We’ve actually brewed up two batches since last report, with the help of some Trivial Pursuit 80’s Edition, and another one’s on the way this afternoon. We’ve been double-timing it a bit to tweak our existing recipes and create some new ones. So, last Wednesday we went about a 5-gallon batch of Steve. That’s the best way to describe it, since no one really knows what it is. It’s brown, and it has about a pound of honey in it. So it’s a honey brown Steve. Truth is that I wasn’t around for a lot of the brewing so I probably shouldn’t be writing about it. Hey Steve, what was the OG and approximate IBU count? “1.047 and 15, according to this piece of paper in my wallet.” Confirmation by telegram should be available shortly.

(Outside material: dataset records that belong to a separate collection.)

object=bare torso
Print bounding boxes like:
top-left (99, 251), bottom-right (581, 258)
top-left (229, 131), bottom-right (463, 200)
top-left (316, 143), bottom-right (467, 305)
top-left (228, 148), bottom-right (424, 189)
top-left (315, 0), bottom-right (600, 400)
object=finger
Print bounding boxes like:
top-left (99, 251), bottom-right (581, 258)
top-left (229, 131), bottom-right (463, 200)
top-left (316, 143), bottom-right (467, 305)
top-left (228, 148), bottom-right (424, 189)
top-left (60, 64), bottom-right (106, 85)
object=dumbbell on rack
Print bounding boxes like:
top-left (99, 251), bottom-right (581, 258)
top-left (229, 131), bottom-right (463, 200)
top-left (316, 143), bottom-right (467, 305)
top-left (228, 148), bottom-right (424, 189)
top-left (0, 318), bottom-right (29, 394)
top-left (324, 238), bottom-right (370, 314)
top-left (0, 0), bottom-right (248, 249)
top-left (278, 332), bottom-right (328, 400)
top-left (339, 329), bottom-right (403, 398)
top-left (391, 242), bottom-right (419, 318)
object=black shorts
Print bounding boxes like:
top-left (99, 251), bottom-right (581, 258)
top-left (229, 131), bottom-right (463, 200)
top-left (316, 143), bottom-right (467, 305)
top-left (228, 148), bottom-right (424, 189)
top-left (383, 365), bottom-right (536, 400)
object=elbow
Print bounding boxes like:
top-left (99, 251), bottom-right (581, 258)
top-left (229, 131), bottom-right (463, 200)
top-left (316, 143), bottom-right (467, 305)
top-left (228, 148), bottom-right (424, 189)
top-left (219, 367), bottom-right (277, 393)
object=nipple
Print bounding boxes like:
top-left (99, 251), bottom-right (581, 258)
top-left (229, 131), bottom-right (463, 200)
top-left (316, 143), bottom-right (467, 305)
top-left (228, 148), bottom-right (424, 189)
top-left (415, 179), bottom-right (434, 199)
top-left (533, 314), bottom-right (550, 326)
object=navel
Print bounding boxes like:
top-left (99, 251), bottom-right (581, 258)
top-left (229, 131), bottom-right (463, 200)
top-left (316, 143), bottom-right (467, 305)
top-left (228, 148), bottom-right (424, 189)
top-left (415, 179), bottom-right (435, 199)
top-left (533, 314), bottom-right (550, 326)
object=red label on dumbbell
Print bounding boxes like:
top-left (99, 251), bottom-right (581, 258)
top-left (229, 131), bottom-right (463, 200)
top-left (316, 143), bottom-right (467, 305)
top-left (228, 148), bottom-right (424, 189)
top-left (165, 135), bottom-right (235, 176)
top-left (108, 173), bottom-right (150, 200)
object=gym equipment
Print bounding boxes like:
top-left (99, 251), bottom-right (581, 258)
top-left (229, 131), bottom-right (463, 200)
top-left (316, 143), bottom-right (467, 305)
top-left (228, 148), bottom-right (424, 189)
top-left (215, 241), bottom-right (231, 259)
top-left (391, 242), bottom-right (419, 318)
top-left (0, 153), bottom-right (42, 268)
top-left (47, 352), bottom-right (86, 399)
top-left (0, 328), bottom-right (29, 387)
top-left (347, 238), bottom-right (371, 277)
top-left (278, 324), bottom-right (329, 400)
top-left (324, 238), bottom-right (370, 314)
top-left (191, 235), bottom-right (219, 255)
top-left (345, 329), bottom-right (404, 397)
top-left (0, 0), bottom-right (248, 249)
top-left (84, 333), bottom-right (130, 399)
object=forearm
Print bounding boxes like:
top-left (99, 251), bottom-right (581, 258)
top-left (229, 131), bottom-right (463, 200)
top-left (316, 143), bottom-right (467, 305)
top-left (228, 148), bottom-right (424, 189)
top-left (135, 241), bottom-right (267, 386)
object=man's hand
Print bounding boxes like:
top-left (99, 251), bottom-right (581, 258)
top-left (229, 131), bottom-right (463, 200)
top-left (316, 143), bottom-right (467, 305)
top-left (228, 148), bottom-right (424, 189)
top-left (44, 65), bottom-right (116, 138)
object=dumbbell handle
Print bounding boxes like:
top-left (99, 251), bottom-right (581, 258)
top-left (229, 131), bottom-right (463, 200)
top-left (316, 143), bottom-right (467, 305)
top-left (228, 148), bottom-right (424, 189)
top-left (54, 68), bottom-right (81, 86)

Our second batch for the week is a new American Pale Ale recipe that I came up with a couple of weeks ago. It’s similar to some other recipes I’ve examined, as most Pales require a simple grain bill, but it uses no less than five different kinds of hops. Why five? Because that’s what was in the fridge as leftovers…we’ll see what happens. Hey Chris, what was the OG and approximate IBU count? Oh that’s right, you forgot to write those things down, again. I promise we’ll get better, as soon as:

We have a software program that I’m happy with. We’d been using BeerSmith, which is very nice but not very Mac-friendly, or, Mac-available. So, instead of relying on the Windows box in the office (ewww gross/where’s my latte?), I discovered, thanks to an episode of Basic Brewing Radio, a FREE Mac program called Homebrew Formulator. It does just about all the things that BeerSmith will do, but in a bit of a different format, and I’m in the process of learning it. I like the layout and recommend this program to other Mac users out there, it just takes some getting used to…once I get it down I’ll be much more consistent with my recipe info, which I’d say is pretty important, wouldn’t you? The only drawback to Homebrew Formulator is that the folks that created it are no longer issuing updates or revisions, but like I said, it’s free.

Today we brew Oatmeal Stout 2.0. I’m no longer going to refer to it as a Sam Smith clone, as we’ve changed the recipe up quite a bit. It’s bigger but hopefully not bad(der). Sam Smith inspired, maybe…that telegram joke wasn’t funny, was it?